Individually, Tisdale’s legacy is the very foundation of Jones County Junior College because he is responsible for either building or renovating every building on campus during his 27 years as president of the college. The Old President’s House is the only remaining building original to the campus, along with the three wisteria arbors and stone wall. 

“Over 25 years, 26 buildings were constructed on campus under Tisdale’s leadership. New buildings included Covington, Clarke, Greene, Jasper, Smith, and Wayne dormitories, the current President’s House, the Community Services Center, the Hutchison-Hubbard Administration Building, D.O. Thoms Sr. P.E. Building, the C.L. Neill Student Center which includes the cafeteria and Student Center, the Academic Support Center, Bobcat Field House, Visual Arts Center and Eula Bass Lewis Art Gallery, King Chemistry Center, Alfred and Adella Foote Chapel, the Welding Building, Sports Complex, Smith Hall, the Student Activities Building, the Stringer-Huff Business Building, the Terrell Tisdale Library, Allied Health Center, the Life Sciences Center, and the Industrial Service Center.
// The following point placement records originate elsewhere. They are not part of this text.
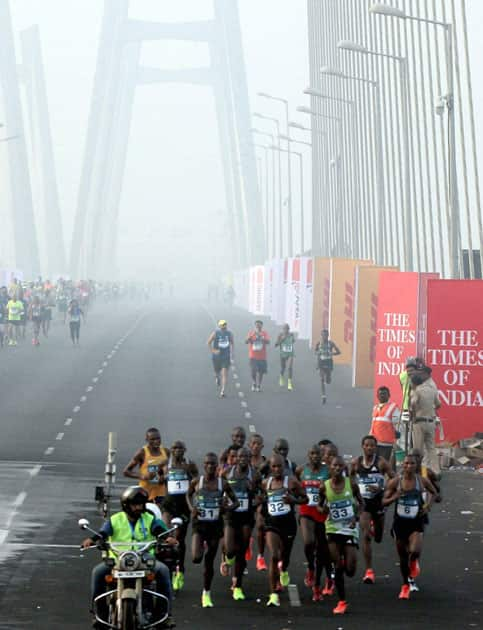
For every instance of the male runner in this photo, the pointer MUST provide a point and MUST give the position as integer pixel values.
(178, 473)
(341, 500)
(312, 527)
(325, 350)
(245, 483)
(280, 494)
(150, 460)
(286, 341)
(257, 341)
(206, 498)
(369, 472)
(220, 343)
(406, 490)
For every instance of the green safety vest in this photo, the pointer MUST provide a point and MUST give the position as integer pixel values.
(123, 530)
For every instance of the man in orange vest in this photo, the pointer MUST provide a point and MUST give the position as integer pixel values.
(385, 417)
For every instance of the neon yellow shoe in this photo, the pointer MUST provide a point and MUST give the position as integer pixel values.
(284, 578)
(206, 600)
(273, 600)
(238, 594)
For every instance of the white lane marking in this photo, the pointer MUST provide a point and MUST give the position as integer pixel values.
(19, 499)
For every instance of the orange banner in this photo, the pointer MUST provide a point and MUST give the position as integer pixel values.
(366, 291)
(320, 297)
(342, 305)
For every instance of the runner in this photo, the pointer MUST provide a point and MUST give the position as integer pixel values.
(369, 472)
(286, 341)
(150, 460)
(220, 343)
(312, 527)
(178, 472)
(75, 313)
(257, 341)
(207, 504)
(35, 315)
(340, 498)
(325, 350)
(280, 494)
(406, 490)
(245, 483)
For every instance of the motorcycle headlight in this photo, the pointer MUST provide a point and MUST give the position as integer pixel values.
(129, 561)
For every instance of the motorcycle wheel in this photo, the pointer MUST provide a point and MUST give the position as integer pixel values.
(129, 620)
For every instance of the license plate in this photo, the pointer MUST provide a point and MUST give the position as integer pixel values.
(129, 574)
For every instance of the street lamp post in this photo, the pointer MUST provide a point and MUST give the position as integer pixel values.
(447, 101)
(403, 67)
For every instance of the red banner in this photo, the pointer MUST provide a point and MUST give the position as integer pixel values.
(455, 352)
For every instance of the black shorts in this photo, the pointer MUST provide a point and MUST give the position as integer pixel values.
(258, 365)
(342, 539)
(220, 361)
(208, 530)
(402, 528)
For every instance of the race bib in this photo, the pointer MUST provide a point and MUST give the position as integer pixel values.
(180, 486)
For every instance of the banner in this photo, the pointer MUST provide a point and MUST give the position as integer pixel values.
(366, 290)
(321, 298)
(397, 322)
(341, 319)
(455, 352)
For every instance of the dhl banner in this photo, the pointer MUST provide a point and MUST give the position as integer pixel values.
(320, 298)
(341, 310)
(366, 290)
(455, 352)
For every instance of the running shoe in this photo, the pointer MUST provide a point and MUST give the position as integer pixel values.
(273, 600)
(249, 551)
(369, 577)
(405, 591)
(317, 594)
(309, 578)
(238, 594)
(329, 587)
(261, 564)
(414, 569)
(341, 608)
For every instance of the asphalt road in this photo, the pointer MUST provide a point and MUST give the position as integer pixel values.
(147, 365)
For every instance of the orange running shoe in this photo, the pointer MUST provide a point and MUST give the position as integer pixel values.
(309, 578)
(329, 587)
(261, 564)
(317, 594)
(414, 569)
(405, 591)
(341, 608)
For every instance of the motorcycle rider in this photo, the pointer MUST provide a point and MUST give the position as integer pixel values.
(133, 523)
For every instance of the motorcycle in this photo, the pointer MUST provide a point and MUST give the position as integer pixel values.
(130, 604)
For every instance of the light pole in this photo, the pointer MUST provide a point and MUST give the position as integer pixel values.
(447, 101)
(408, 215)
(285, 104)
(379, 153)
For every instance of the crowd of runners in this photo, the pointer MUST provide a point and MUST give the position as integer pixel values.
(253, 506)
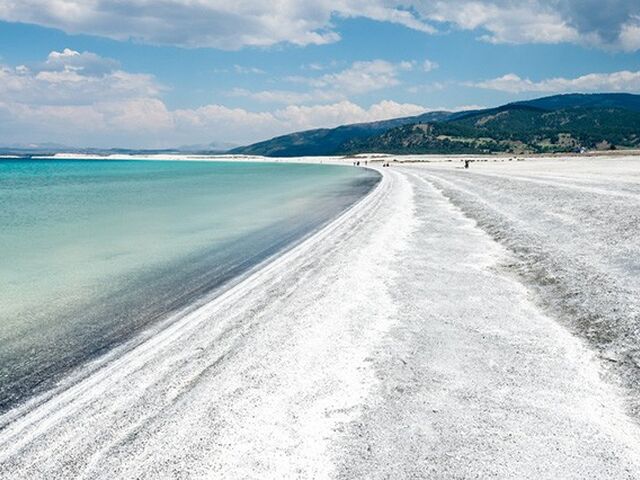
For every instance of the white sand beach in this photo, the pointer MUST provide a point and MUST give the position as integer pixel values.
(438, 329)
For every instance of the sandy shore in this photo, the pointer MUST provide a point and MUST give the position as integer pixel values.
(398, 342)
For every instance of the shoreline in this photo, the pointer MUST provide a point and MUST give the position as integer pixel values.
(394, 341)
(219, 294)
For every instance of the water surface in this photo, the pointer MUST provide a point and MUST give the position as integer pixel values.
(93, 252)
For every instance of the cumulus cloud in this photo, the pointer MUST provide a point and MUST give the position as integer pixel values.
(623, 81)
(232, 25)
(84, 99)
(213, 23)
(361, 77)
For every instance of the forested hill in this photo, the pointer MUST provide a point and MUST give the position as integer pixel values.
(559, 123)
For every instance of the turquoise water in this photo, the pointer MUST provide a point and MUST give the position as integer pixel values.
(93, 252)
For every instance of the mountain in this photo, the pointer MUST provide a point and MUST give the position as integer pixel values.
(550, 124)
(625, 101)
(515, 128)
(328, 141)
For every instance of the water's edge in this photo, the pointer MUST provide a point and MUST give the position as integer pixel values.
(166, 315)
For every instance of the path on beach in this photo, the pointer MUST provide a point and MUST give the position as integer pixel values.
(394, 344)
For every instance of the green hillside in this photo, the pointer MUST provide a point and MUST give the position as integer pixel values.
(513, 129)
(559, 123)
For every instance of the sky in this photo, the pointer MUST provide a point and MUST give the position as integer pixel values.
(169, 73)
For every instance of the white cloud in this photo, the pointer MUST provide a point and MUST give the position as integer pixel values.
(83, 99)
(429, 66)
(623, 81)
(213, 23)
(232, 25)
(359, 78)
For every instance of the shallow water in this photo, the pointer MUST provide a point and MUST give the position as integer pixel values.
(93, 252)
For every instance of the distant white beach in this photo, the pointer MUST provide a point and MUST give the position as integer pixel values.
(433, 330)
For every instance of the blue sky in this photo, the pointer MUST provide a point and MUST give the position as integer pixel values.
(175, 73)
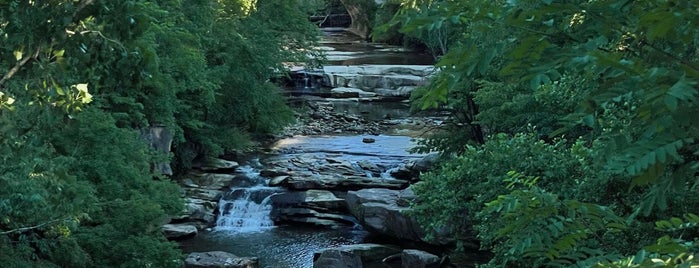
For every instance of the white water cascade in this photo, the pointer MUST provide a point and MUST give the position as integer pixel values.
(246, 209)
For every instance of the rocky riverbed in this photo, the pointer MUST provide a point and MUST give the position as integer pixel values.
(332, 189)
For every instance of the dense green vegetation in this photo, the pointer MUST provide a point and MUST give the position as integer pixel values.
(81, 80)
(573, 135)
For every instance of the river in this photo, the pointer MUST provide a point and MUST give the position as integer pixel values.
(245, 227)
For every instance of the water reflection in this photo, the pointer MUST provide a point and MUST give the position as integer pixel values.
(281, 247)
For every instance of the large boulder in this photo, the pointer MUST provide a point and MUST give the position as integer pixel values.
(368, 253)
(318, 207)
(219, 259)
(413, 258)
(337, 259)
(383, 211)
(215, 165)
(179, 231)
(340, 183)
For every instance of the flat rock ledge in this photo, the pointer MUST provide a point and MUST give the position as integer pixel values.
(219, 259)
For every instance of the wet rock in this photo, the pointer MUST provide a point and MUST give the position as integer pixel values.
(316, 207)
(341, 183)
(278, 181)
(413, 258)
(179, 231)
(371, 167)
(271, 173)
(310, 216)
(348, 92)
(316, 199)
(219, 259)
(368, 253)
(384, 212)
(337, 259)
(216, 165)
(198, 211)
(211, 181)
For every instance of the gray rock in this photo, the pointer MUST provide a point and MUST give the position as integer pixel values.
(271, 173)
(337, 259)
(318, 207)
(341, 183)
(413, 258)
(368, 253)
(198, 210)
(216, 165)
(277, 181)
(178, 231)
(219, 259)
(310, 216)
(348, 92)
(211, 181)
(383, 211)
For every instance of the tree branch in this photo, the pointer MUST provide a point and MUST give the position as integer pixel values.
(24, 229)
(19, 65)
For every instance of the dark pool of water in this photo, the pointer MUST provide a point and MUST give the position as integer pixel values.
(280, 247)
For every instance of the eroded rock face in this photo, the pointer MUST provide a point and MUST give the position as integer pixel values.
(219, 259)
(317, 207)
(413, 258)
(341, 183)
(368, 81)
(383, 211)
(179, 231)
(368, 253)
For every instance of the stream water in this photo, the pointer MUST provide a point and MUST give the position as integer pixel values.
(244, 226)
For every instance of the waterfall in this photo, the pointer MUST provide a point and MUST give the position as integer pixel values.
(246, 209)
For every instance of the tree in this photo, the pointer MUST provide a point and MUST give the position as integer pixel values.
(79, 82)
(632, 66)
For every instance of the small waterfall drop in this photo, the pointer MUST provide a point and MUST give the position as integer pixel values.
(246, 209)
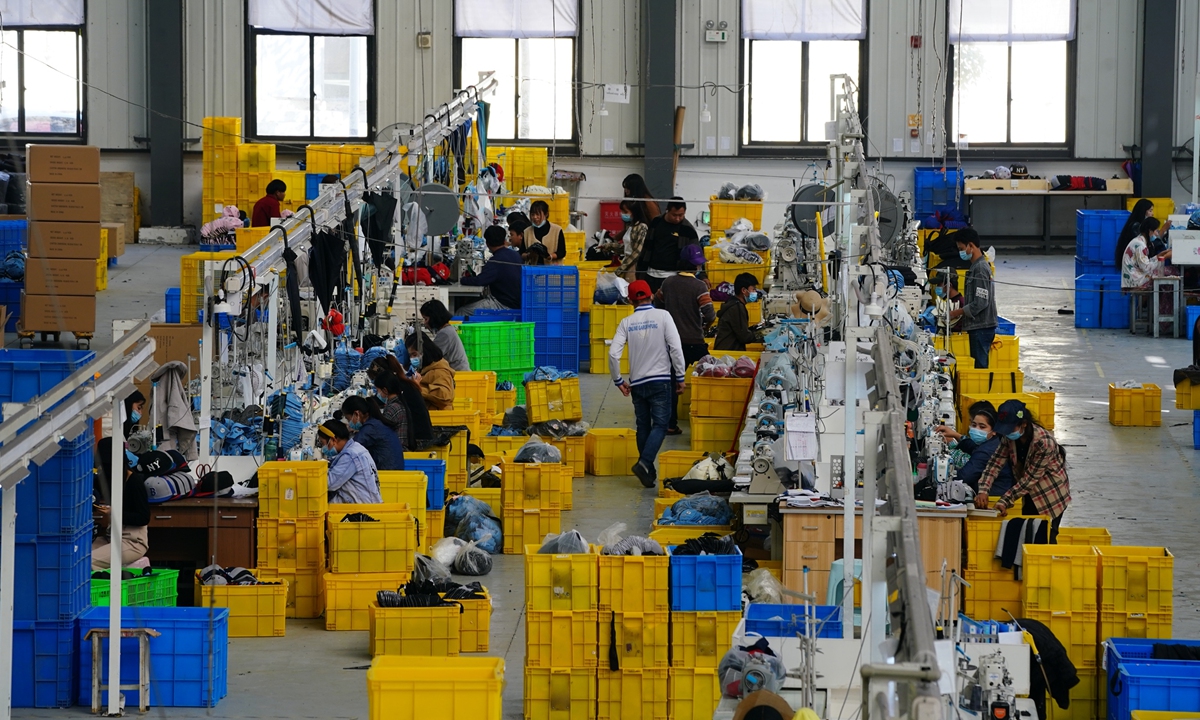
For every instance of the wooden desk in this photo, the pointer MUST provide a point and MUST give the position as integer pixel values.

Additionally, renovations were made to the Agricultural, Horticultural, M.P Bush Fine Arts, Home and Health Services, Bush-Young Stadium, Center for the Humanities, the Mathematics Center, the J.B. Young Technical Business Center and the Thomas H. Harris Science buildings.  

Tisdale, with his wife, Martha, and son, J.T., who grew up on the JCJC campus, continued to engage in campus events long after the education giant retired in 1997. J.T. and Heather’s children, Thomas Reese, George Grayson and Margaret Ansley often joined the Tisdale’s for activities on campus.

A native of the Boggy Community, which is located west of Ellisville, Tisdale served on the boards of numerous organizations including the Lions Club, Boy Scouts of America, Phi Theta Kappa, Omicron Delta Kappa, Mississippi Junior College Association, and Laurel Community Concert Association. While living in Ellisville, the Tisdale’s were members of the First Baptist Church of Ellisville and after retiring and moving to Hattiesburg, they joined Main Street Baptist Church.